51. Сципион удерживал при себе Лелия, пока распределял по его совету пленников, заложников и добычу, а после того как все было достаточно устроено, дал ему пентеру из числа взятых у врага и, посадив на нее Магона и до пятнадцати сенаторов, взятых вместе с ним в плен, послал его в Рим вестником победы. Сам же те несколько дней, в течение которых решил оставаться в Карфагене, употребил на маневры морских и сухопутных войск.
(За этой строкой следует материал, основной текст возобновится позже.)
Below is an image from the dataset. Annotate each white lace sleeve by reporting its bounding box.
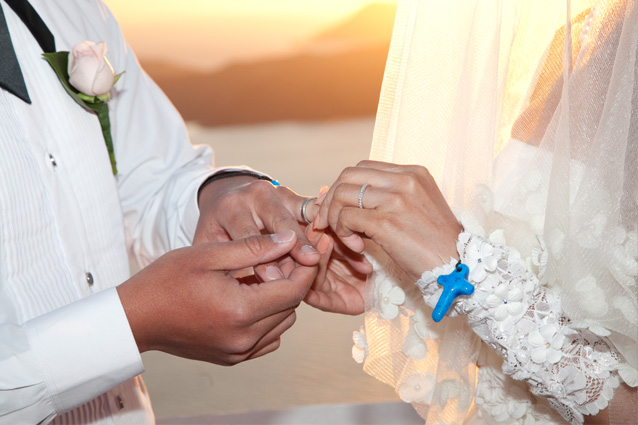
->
[417,233,621,424]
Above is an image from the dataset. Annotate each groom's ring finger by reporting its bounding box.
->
[299,197,317,224]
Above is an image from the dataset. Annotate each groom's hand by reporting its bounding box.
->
[118,231,316,365]
[193,176,320,281]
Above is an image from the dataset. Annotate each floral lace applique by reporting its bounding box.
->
[417,233,631,424]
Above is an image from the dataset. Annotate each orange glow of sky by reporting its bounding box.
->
[104,0,396,69]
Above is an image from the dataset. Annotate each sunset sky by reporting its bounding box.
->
[105,0,396,69]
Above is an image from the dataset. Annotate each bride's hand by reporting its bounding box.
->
[314,161,462,280]
[304,226,372,315]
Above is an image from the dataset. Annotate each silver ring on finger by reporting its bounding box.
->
[359,183,368,209]
[299,196,317,224]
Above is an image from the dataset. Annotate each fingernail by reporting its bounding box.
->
[301,245,319,255]
[270,230,295,243]
[306,227,322,243]
[317,234,330,254]
[266,266,284,280]
[315,186,330,205]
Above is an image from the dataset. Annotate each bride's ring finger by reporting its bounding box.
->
[327,183,378,229]
[358,183,368,209]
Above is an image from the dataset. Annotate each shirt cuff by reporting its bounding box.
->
[27,288,144,414]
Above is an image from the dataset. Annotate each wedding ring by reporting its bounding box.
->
[359,183,368,209]
[300,196,317,224]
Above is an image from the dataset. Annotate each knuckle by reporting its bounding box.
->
[339,167,357,180]
[233,333,256,357]
[248,180,275,196]
[242,236,265,257]
[271,209,298,229]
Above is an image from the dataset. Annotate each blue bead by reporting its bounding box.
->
[432,263,474,322]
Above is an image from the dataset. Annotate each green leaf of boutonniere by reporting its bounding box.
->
[42,52,123,175]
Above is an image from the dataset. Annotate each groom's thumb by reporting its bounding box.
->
[206,230,297,270]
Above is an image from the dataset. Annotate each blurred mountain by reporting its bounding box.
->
[142,4,394,126]
[307,3,396,50]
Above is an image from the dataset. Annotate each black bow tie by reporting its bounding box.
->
[0,0,55,103]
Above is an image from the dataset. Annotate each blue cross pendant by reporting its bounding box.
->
[432,263,474,322]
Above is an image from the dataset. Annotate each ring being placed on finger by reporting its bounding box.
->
[359,183,368,209]
[300,196,317,224]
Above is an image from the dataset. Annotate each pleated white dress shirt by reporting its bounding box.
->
[0,0,236,425]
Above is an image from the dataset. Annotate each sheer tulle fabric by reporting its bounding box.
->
[362,0,638,424]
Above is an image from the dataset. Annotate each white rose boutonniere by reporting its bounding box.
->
[43,41,122,175]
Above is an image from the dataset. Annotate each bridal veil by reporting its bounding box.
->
[362,0,638,424]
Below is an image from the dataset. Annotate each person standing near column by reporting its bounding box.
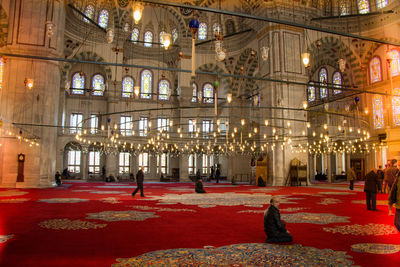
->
[132,167,144,197]
[364,169,379,210]
[347,166,357,190]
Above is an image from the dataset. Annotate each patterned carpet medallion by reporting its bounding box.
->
[113,243,353,267]
[147,193,296,208]
[0,235,14,244]
[323,223,398,235]
[281,212,349,224]
[39,219,107,230]
[351,243,400,254]
[38,198,89,203]
[86,210,160,222]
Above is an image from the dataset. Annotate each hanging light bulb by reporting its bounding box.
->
[24,78,34,90]
[226,93,232,103]
[133,2,144,24]
[301,53,310,68]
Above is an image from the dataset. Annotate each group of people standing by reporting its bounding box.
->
[360,159,400,231]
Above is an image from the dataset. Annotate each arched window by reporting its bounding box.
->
[131,28,139,44]
[197,22,207,40]
[332,71,342,95]
[98,9,108,29]
[192,83,197,103]
[318,68,328,98]
[83,5,94,23]
[158,80,170,100]
[390,50,400,77]
[369,57,382,83]
[172,29,178,43]
[144,31,153,47]
[203,83,214,103]
[71,72,85,95]
[92,74,105,96]
[122,76,134,97]
[213,23,222,34]
[392,88,400,127]
[372,95,385,129]
[307,85,315,102]
[159,31,165,47]
[376,0,389,8]
[340,1,350,16]
[357,0,369,14]
[140,70,153,99]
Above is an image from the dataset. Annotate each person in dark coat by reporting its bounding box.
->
[54,172,61,186]
[264,198,293,243]
[215,167,221,184]
[364,169,379,210]
[132,167,144,197]
[194,178,206,193]
[196,169,201,182]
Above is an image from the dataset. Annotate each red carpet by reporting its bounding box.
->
[0,182,400,266]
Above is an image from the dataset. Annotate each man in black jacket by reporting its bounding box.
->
[132,167,144,197]
[264,198,293,243]
[364,169,379,210]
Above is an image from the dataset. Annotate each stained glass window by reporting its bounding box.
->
[144,31,153,47]
[392,88,400,127]
[357,0,369,14]
[376,0,389,8]
[0,57,4,90]
[131,28,139,44]
[160,31,165,47]
[369,57,382,83]
[203,83,214,103]
[98,9,108,29]
[92,74,105,96]
[333,71,342,95]
[307,85,315,102]
[213,23,222,34]
[122,76,134,97]
[197,22,207,40]
[172,29,178,43]
[319,68,328,98]
[340,0,350,16]
[192,83,197,102]
[390,50,400,77]
[83,5,94,23]
[140,70,153,99]
[372,95,385,129]
[158,80,169,100]
[71,72,85,95]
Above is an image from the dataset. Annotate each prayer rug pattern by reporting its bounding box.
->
[113,243,353,267]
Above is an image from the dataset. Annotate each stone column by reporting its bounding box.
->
[0,0,65,187]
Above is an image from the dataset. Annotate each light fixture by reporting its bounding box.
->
[24,78,34,90]
[301,53,310,68]
[132,1,144,24]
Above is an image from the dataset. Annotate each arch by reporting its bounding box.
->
[318,67,328,99]
[332,71,342,95]
[122,76,135,97]
[92,73,105,96]
[158,79,171,100]
[143,31,153,47]
[140,69,153,99]
[197,22,207,40]
[369,56,382,83]
[71,72,86,95]
[203,82,214,104]
[97,9,110,29]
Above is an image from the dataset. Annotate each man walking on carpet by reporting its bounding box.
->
[364,169,379,210]
[264,197,293,243]
[132,167,144,197]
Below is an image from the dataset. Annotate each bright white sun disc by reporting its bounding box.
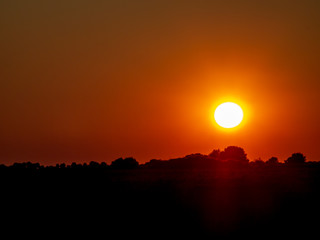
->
[214,102,243,128]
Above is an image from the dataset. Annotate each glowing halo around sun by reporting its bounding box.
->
[214,102,243,128]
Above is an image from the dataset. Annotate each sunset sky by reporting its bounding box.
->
[0,0,320,164]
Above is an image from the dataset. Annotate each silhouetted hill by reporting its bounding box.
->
[0,147,320,239]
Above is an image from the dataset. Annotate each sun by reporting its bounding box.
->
[214,102,243,128]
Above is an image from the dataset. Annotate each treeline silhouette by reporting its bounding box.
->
[0,146,320,239]
[0,146,319,170]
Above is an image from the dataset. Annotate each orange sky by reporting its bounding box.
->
[0,0,320,164]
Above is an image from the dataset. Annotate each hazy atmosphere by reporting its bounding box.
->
[0,0,320,164]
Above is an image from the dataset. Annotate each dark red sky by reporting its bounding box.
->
[0,0,320,164]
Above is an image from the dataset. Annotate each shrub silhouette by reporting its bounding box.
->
[219,146,249,163]
[285,153,306,164]
[266,157,279,165]
[111,157,139,169]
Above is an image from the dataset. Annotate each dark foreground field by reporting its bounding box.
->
[0,164,320,239]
В первый день легионы в вооружении делали маневры на пространстве четырех римских миль; на второй день они получили приказание приводить в порядок и чистить перед палатками свое оружие; на третий день вступили в состязание друг с другом на рапирах наподобие настоящего сражения и перестреливались дротиками с шариками на концах их; на четвертый день дан был им отдых, на пятый же снова происходили маневры в полном вооружении. Такого порядка держались они в занятиях и отдыхе все время, пока оставались в Карфагене. Гребцы же и моряки в тихую погоду выезжали в открытое море и испытывали ходкость своих кораблей подобиями морского сражения. Эти упражнения, производившиеся вне города, как на суше, так и на море, закаляли для войны одновременно тело и дух воинов. В самом городе раздавался грохот от работ для военных надобностей, так как в городских мастерских были засажены всякого рода мастеровые. Вождь ходил повсюду, наблюдая за всем с одинаковой рачительностью: то он находился у флота и на верфи, то производил маневры с легионами, то отдавал свое время обозрению работ и тех сооружений, которые каждый день с большим рвением строило огромное количество мастеров в мастерских, в арсеналах и на верфях. Положив начало этим приготовлениям, починив стены в тех местах, где они были расшатаны, и разместив караулы для охраны города, Сципион отправился в Тарракон, и тотчас на дороге стали обращаться к нему многие посольства, которые частью он отпустил во время пути, дав им свои указания, частью же – отослал в Тарракон, куда предписал собраться всем новым и старым союзниками. Собрались туда не только почти все народы, живущие по сю сторону Ибера, но и многие из провинции, находившейся по ту сторону его.